# Casket - competition entry



## woodbloke (29 May 2007)

I've decided to do this for an entry:







It's a casket in teak. All corner joints are secret mitre dovetails and the joint between lid and box will also be mitred. Lining will be scribed and mitred in English Walnut handle detail in ebony. An ebony plinth will be fitted. The casket has a faintly oriental look to it and seems straight forward to make.....however it isn't. There are only four external horizontal surfaces in it, the top panel, the join between lid and box, the bottom of the casket and the bottom of the plinth....every thing else is subtly curved, shaped and profiled......should be '_fun_' to make - Rob


----------



## DomValente (29 May 2007)

Sounds good Rob, like the look of the handle opener.

Dom


----------



## Paul Chapman (29 May 2007)

That looks like a very demanding piece, Rob.
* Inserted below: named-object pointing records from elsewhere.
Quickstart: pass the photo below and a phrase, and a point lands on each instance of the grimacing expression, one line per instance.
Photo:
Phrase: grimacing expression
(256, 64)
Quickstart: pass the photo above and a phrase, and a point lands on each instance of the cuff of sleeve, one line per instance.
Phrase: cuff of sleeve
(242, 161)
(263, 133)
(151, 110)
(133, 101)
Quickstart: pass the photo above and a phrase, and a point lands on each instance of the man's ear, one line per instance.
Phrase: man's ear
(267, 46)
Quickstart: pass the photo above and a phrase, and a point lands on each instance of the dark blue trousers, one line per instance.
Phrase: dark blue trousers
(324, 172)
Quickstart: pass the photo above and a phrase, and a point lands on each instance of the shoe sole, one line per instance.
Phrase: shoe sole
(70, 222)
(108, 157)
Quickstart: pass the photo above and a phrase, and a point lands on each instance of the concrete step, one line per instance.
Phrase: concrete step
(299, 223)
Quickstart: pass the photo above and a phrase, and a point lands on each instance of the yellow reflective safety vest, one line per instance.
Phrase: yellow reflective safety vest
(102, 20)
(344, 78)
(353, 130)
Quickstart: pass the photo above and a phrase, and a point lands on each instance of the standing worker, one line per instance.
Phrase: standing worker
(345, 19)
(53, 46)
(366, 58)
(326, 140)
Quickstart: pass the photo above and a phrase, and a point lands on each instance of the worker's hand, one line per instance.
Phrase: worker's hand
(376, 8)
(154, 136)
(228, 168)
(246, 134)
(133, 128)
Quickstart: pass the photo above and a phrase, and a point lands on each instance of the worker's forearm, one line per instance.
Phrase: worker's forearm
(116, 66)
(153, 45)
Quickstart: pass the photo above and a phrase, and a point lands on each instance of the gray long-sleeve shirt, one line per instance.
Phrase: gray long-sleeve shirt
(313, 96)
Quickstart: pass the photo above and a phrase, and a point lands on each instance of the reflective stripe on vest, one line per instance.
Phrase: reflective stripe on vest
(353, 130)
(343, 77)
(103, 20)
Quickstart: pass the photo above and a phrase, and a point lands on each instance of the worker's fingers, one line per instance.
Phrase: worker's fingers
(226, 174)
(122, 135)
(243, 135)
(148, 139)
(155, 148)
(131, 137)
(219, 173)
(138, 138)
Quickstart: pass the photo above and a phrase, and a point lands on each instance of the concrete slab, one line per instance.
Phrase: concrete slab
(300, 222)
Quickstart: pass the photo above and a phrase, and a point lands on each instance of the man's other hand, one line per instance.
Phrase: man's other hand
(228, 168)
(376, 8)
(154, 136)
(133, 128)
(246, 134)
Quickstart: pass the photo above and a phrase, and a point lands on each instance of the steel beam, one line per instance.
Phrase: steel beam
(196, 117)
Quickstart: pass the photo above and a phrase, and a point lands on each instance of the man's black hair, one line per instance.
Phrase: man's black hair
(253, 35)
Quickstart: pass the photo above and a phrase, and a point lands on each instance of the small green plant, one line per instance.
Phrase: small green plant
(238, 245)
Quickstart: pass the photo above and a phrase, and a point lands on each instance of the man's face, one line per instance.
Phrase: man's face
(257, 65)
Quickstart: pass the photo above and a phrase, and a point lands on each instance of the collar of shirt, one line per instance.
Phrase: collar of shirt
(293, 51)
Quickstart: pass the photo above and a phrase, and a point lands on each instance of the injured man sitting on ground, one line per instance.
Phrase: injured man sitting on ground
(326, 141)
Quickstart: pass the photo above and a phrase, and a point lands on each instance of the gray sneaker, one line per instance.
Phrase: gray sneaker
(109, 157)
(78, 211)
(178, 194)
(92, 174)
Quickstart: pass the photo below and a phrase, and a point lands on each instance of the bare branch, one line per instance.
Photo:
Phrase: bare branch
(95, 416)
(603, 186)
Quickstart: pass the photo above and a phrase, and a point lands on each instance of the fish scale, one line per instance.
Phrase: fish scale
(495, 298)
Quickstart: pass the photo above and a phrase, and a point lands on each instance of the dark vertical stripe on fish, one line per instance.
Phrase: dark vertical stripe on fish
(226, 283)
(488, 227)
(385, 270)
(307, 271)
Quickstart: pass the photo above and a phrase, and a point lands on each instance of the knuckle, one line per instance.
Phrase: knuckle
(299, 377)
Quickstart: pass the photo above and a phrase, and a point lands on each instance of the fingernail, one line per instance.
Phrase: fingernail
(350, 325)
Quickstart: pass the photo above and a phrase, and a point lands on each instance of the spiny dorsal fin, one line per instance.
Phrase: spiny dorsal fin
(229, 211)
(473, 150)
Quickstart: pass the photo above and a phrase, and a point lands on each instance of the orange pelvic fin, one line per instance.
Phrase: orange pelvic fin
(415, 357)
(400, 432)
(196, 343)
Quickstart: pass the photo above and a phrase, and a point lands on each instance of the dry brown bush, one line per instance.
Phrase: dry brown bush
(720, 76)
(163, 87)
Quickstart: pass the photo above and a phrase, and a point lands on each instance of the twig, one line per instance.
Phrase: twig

But the end result should be a real cracker 8) 

Cheers :wink: 

Paul


----------



## Alf (30 May 2007)

Well, Rob, I can see why you were bemoaning the choice of teak - secret mitred dovetails?! Gretly looking forward to seeing this one come together.

Cheers, Alf

P.S. You do like a challenge, don't you? :shock: :lol:


----------



## woodbloke (30 May 2007)

Alf":2bex5j61 said:


> Well, Rob, I can see why you were bemoaning the choice of teak - secret mitred dovetails?! Gretly looking forward to seeing this one come together.
> 
> Cheers, Alf
> 
> P.S. You do like a challenge, don't you? :shock: :lol:



Alf - at the end of the jour, and all things considered, to be fair, honest and truthful and in the words of the bard..... the envelope needs to be pushed, boundaries ought to be extended, need to hit the ground running etc, etc .....(coat, hat, umbi, door) but it's still a bit of a ](*,)


----------